Each step requires explicit go/no-go from the on-call engineer. Full details in the cutover runbook Section 3.

### 7.2 Cutover Rollback

During or after the traffic ramp, if a rollback is needed:

1. Flip proxy weights back to Angular (< 1 minute)
2. Verify Angular is serving traffic via response headers
3. Confirm error rate and latency return to baseline
4. File post-mortem within 24 hours

**Trigger criteria:** error rate > 1% for 5+ minutes, p95 > 2x baseline for 10+ minutes, or > 50% of React nodes returning 503.

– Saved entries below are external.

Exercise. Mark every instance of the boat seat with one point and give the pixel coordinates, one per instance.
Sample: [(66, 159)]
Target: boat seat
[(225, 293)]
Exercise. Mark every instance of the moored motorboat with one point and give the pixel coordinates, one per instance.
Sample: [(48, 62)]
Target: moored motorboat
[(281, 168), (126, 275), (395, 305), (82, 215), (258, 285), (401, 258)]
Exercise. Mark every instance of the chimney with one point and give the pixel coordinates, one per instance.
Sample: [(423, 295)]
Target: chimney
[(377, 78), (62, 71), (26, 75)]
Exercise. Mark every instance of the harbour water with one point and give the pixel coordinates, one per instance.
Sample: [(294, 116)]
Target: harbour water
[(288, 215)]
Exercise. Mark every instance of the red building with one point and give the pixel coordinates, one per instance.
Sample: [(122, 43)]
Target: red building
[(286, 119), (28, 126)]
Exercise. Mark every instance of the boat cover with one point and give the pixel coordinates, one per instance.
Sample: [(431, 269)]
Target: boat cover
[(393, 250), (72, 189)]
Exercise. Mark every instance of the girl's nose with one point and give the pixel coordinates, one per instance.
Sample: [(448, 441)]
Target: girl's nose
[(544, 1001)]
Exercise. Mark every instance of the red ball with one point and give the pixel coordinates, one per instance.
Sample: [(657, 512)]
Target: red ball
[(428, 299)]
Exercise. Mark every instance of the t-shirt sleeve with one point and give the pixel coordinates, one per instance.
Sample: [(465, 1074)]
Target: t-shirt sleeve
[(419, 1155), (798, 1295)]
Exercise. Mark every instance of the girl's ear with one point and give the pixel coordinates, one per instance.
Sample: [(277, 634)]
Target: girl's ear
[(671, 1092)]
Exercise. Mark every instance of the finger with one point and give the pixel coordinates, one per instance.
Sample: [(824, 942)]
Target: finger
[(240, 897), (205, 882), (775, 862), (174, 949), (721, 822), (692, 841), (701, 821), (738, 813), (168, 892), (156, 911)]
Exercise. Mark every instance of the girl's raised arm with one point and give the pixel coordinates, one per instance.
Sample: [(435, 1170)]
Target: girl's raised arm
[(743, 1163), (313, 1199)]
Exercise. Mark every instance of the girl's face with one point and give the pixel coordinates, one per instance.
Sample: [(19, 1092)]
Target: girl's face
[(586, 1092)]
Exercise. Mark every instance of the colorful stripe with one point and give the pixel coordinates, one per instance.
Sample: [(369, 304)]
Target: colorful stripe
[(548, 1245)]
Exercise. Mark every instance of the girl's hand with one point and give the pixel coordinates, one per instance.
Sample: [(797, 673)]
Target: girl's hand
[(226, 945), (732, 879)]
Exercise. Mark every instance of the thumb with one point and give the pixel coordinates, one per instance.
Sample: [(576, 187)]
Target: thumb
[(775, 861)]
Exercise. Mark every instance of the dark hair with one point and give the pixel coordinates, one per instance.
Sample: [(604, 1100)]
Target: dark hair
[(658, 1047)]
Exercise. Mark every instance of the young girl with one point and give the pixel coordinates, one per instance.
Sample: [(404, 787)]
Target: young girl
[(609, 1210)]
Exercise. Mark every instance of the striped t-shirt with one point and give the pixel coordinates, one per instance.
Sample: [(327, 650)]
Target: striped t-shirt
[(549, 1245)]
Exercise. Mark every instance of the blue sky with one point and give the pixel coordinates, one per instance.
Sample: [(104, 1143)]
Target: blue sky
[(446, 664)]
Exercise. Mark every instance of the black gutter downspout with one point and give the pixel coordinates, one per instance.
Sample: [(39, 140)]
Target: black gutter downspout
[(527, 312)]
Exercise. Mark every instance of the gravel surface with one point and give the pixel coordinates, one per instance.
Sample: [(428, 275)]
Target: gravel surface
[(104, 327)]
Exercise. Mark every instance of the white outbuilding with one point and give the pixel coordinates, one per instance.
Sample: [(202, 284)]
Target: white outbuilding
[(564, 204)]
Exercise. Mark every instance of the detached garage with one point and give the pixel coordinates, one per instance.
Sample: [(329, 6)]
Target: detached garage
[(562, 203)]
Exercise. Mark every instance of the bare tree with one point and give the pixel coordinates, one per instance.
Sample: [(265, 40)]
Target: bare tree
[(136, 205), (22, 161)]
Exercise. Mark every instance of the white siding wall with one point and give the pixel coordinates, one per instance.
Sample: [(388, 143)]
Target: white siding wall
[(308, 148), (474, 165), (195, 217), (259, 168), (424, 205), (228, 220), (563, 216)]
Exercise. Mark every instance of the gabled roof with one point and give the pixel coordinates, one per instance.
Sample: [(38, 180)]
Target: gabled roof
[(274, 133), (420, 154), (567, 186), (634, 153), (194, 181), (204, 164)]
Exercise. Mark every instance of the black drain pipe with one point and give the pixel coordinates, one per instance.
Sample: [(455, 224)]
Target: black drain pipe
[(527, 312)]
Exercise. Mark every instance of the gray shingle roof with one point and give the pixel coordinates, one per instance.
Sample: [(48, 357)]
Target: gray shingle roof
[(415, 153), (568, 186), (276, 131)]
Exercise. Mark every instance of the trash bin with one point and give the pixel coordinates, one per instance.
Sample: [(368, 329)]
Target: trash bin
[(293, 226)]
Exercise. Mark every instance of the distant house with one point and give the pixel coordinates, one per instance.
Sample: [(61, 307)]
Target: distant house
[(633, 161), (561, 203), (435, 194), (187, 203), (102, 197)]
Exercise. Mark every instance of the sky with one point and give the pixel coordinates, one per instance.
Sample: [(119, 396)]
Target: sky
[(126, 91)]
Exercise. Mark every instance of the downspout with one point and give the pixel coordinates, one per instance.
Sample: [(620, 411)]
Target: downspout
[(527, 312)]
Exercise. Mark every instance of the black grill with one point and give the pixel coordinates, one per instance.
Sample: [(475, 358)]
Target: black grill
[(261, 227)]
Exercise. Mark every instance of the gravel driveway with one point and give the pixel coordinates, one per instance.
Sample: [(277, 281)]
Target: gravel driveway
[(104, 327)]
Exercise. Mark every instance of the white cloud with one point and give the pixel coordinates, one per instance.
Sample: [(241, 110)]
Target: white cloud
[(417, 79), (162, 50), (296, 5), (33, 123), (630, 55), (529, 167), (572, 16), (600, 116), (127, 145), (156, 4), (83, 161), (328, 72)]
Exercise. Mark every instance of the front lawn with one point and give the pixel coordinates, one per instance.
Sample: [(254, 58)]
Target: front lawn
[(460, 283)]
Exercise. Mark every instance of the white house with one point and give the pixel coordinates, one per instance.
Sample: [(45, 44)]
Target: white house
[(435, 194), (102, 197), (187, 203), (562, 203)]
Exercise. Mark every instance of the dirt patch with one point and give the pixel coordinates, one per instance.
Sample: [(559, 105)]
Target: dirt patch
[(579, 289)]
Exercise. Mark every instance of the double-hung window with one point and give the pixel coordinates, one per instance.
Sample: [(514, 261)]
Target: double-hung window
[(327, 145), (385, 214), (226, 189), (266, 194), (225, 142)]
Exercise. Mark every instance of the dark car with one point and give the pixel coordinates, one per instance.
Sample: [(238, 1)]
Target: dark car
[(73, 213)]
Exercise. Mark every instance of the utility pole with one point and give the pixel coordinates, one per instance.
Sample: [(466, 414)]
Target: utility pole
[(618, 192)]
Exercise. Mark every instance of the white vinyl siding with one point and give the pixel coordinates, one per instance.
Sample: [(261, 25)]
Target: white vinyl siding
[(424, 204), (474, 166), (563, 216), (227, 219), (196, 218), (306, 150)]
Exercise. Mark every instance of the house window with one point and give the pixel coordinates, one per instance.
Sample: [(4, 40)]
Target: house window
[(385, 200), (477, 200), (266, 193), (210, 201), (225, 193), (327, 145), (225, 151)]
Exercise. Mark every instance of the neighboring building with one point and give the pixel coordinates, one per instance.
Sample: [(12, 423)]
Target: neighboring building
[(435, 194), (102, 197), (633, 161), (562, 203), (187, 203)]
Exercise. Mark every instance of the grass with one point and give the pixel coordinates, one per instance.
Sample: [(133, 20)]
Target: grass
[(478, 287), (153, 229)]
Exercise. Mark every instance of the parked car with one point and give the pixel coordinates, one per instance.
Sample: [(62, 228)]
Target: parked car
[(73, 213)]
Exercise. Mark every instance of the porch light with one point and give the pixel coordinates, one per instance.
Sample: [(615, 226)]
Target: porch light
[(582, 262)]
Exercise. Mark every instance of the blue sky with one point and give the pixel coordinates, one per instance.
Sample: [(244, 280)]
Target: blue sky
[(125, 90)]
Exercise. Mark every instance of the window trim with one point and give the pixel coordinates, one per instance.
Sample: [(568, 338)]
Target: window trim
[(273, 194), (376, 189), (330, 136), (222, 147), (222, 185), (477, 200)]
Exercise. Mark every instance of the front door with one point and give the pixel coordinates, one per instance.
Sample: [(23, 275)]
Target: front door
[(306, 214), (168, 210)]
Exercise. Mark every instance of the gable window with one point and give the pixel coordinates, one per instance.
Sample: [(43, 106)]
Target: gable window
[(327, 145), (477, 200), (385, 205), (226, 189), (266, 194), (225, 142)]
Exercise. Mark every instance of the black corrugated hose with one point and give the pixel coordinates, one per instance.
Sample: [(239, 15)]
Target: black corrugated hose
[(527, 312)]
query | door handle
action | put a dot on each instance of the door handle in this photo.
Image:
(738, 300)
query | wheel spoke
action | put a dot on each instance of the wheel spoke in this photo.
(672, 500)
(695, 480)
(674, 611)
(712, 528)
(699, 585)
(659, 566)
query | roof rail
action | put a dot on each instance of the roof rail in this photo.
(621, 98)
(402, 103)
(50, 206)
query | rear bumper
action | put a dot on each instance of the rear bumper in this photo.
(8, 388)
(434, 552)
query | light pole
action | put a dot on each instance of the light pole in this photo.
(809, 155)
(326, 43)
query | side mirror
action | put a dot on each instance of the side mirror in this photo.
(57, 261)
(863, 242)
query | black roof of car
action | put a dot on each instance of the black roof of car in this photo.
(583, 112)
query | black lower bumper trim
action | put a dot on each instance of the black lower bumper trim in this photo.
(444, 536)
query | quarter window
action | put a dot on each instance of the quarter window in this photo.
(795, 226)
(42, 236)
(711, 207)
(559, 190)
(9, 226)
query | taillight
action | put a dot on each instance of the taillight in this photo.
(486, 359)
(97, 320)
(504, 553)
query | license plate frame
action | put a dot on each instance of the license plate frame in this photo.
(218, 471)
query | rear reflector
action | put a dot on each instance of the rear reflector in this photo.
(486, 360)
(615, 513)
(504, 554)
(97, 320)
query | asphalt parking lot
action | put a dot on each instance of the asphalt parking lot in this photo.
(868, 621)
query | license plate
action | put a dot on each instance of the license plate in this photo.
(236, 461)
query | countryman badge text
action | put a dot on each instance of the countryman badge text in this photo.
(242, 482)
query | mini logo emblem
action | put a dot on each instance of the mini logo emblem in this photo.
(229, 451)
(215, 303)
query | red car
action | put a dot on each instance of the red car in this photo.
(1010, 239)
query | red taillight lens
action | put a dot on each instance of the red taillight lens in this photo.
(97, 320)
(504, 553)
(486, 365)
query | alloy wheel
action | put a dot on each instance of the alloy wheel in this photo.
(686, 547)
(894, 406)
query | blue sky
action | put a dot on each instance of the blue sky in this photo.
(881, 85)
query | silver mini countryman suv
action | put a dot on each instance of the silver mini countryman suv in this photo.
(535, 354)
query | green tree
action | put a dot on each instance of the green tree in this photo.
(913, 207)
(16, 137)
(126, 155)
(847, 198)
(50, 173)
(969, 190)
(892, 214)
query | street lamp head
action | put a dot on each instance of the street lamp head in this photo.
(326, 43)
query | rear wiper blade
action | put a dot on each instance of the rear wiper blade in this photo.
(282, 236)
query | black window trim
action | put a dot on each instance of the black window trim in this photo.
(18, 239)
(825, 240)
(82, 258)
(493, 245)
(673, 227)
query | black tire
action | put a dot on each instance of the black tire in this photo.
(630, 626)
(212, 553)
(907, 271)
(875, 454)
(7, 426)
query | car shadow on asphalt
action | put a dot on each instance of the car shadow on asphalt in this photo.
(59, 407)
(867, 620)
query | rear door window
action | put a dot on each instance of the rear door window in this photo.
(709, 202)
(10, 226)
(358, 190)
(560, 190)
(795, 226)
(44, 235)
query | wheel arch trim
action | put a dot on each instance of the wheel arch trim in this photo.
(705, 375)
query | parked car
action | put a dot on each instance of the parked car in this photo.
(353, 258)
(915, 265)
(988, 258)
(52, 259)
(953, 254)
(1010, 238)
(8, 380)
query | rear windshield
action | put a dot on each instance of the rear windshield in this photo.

Full rollback procedure in the cutover runbook Section 5.

### 7.3 Post-Cutover Soak

After reaching 100% React traffic, a 7-day soak period is required before Angular decommission. Soak pass criteria:
- Zero Angular hits in access logs
- Error rate < 0.1%
- p95 < 500ms
- Core Web Vitals in "Good" threshold
- No Search Console regressions

Full soak criteria in the cutover runbook Section 6.

### 7.4 Angular Decommission

After soak sign-off:
1. Tag the Angular codebase: `git tag -a angular-final`
2. Create archive branch: `archive/angular-spa`
3. Remove Angular/ASP.NET files (requires customer approval)
4. Infrastructure cleanup

Full decommission steps in the cutover runbook Section 7.